Comment est né le tout premier cidre Ramborn ?

« De l’envie de boire du bon cidre... Il y a quelques années, avec plusieurs amis, nous nous sommes dit qu’il y avait de nombreux pommiers, poiriers et autres arbres dans la région dont les fruits ne sont pas consommés. Nous avons voulu tester la fabrication d’un cidre et avons produit 2.000 bouteilles qui sont parties très rapidement. C’était il y a 8 ans ! Nous avons ensuite produit un peu plus. Cela a beaucoup plu autour de nous, à tel point que nous avons voulu rendre ce projet plus concret encore. Notre démarche apportait deux choses : du bon cidre et la conservation de l’héritage de notre village natal, en maintenant les vergers et en plantant de nouveaux arbres. Nous avons alors découvert la grande biodiversité présente dans les vergers de Born, une nature que nous ne connaissions pas encore, nous, villageois. Et nous avons réalisé l’importance - voire notre responsabilité - de la préserver. »

Le projet évoluant, vous avez dû trouver un lieu pour le faire grandir. Ici, à Born.
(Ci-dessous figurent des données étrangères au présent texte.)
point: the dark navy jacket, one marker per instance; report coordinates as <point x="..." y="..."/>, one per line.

« Nous sommes installés dans une ferme datant de 1783, qui était à l’abandon. Étant du secteur de la construction/rénovation, nous avons pris en main ce projet pour le transformer en un site de production mais également un lieu d’accueil pour les visiteurs curieux d’en apprendre plus sur nos activités. »

Vous avez fait le choix de travailler uniquement avec les fruits des vergers de la région. Jusqu’où s’étend le périmètre ?
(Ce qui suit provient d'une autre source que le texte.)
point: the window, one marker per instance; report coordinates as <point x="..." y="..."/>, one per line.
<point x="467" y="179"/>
« 90% des fruits employés pour nos cidres et jus sont collectés dans un rayon de 30 km. Nous comptons plus de 250 fournisseurs ! Les vergers s’étendent jusqu’à Ettelbruck, et le long de la Moselle de Bitburg à Junglinster. Il y a aussi de plus en plus de vergers dans l’ouest du pays. Avec le temps, ce rayon va s’agrandir au niveau national, car de nouveaux arbres sont régulièrement plantés mais un arbre fruitier a besoin de 35 ans pour devenir adulte. »

Un seul de vos cidres est labellisé bio. Pourquoi ne pas étendre le label à toute la gamme ?

/« Pour proposer uniquement des produits bio, il faudrait que chacun de nos fournisseurs dispose de la certification. Chez Ramborn, nous soutenons le mouvement bio ainsi que la certification, mais nous ne forçons pas les fournisseurs à la demander. C’est naturellement ce vers quoi vont les plus grands vergers et, d’ailleurs, de nombreux hectares de la région sont devenus bio. Mais pour les plus petits producteurs, ce n’est pas aussi simple, car il y a de nombreuses conditions à respecter et la certification a un coût. Or quiconque dispose d’un poirier, d’un pommier ou d’un cognassier dans son jardin peut nous apporter ses fruits, à condition qu’ils soient d’une des variétés traditionnelles luxembourgeoises et exempts de pesticides.

C’est pour cela que le cidre que nous produisons est vendu exclusivement dans les magasins spécialisés dans le bio, et prochainement dans les magasins végans et d’autres qui collent avec ce produit. La présence éventuelle de traces de pesticides a été testée dans tous nos autres produits et nous pouvons donc certifier qu’ils n’en contiennent pas. »

Vous avez de plus intégré de nombreuses démarches circulaires dans votre production. Quelques exemples ?

« Dès le départ, il y a 5-6 ans, nous avons voulu préserver, voire renforcer la biodiversité locale, notamment en adoptant des pratiques circulaires. Comme nos fruits poussent sans engrais ni pesticides, nous économisons toute l’énergie que cela nécessiterait et nous obtenons un produit de bien meilleure qualité. Par ailleurs, les pommiers vivent plus de 100 ans, et les poiriers 300 à 400 ans. C’est une culture qui traverse les générations.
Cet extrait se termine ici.